Mahmut Özkan; iki günden beridir biz önemli katkılar ve öneriler aldık. Bu toplantılar biraz alma ve verme işidir. Toplantilar daha kitlesel olmalıydı, dar tutulmasi eksikliktir burada bazı yanlış yaklaşımlar söz konusu.
Doğa sorunlarına eğilmemiz gereklidir. Çevre ve ekoloji bilinci son dönemlerde gelişmekte ve bizimde bunu geliştirmemiz gerekiyor. Gelen önerilerden biri olan, Bülten çıkarma fikri olabilir… Medya aracılığıyla sesimizi daha fazla kitlelere ulastırmayı önemsemeliyiz.Yol TV bu konuda önemli katkılar yapmakta ve olanaklar sunmakta. TV10,Hayat TV, MEDNUCE gibi ilerici medya organlarında Demokratik Güçbirliklerini tanıtan ve yığınlara ortak mücadele fikrini aşılayan yaklaşımlarımız sunulmalıdır. AB seçimlerinde ortaklaşma yakalanamadı.Tüm yaşam alanlarında toplumsal sorunlara müdahil olmak, katılmak ve katılımcılık konusunda bir çaba içine girmeliyiz. Daha kurumsal bir çalışmanın önünün açılmasını sağlamalıyız.

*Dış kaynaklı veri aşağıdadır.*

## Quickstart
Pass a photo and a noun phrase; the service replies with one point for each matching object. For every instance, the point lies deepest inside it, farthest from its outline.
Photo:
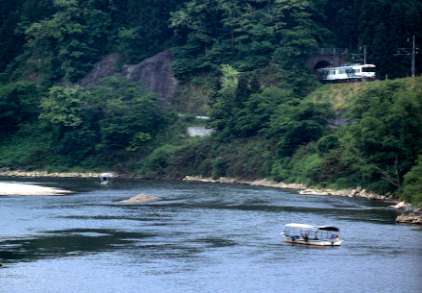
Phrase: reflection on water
(199, 238)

CHP Faşist bir Parti ve Alevilerin bu Partiden kopmaları gerekiyor. Alevi kurumlarında çalışan Yöneticilerin bu konuda kitlesini eğitmeleri gerekiyor. Daha Demokratik mücadeleye yönümüzü dönmemiz gerekiyor. Kürtlerin, Alevilerin eşit haklar temelli sorunlarının Demokratik bir Ülkede çözülebileceğini ve bununda ancak Demokratik Devrimle olanaklı olduğunu belirtti.